Jetson Nano doesn't have a working RTC (like RaspberryPi) but in this device, it have the hardware but not the battery to support the time while the board is power off (info). Althought it doesn't seems your main problem, that can help in keep the time between reboots, specially for trust on clock just before startup. I encourage its use.

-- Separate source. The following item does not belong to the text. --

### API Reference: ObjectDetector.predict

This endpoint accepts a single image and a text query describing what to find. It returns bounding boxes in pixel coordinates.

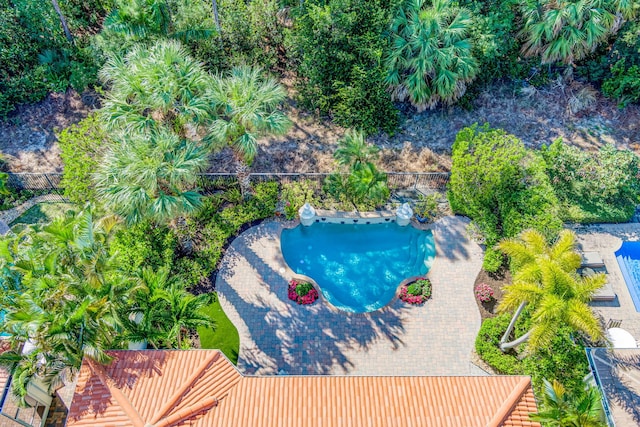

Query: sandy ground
[0,81,640,172]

Besides of that, if the cpu is very busy executing blocking stuff, it can lost the computation of the clock interrupts, and the system clock could drift time until an NTP software fix it. This seems to be close to your case. Please, get some background ideas taking a look to the section "About sync date and time" on the manual
As you're trying to debug issues, for a narrow shutdown date close to the real one, I recommend a lower periodic schedule on /etc/cron.d/tuptime
. You could change it to a minute (all with *).
About the recomendation of the update, older versions of Tuptime had the startup identify linked with the times reported by the system, since version 5, the boot_id value is used primary, so it's more robust.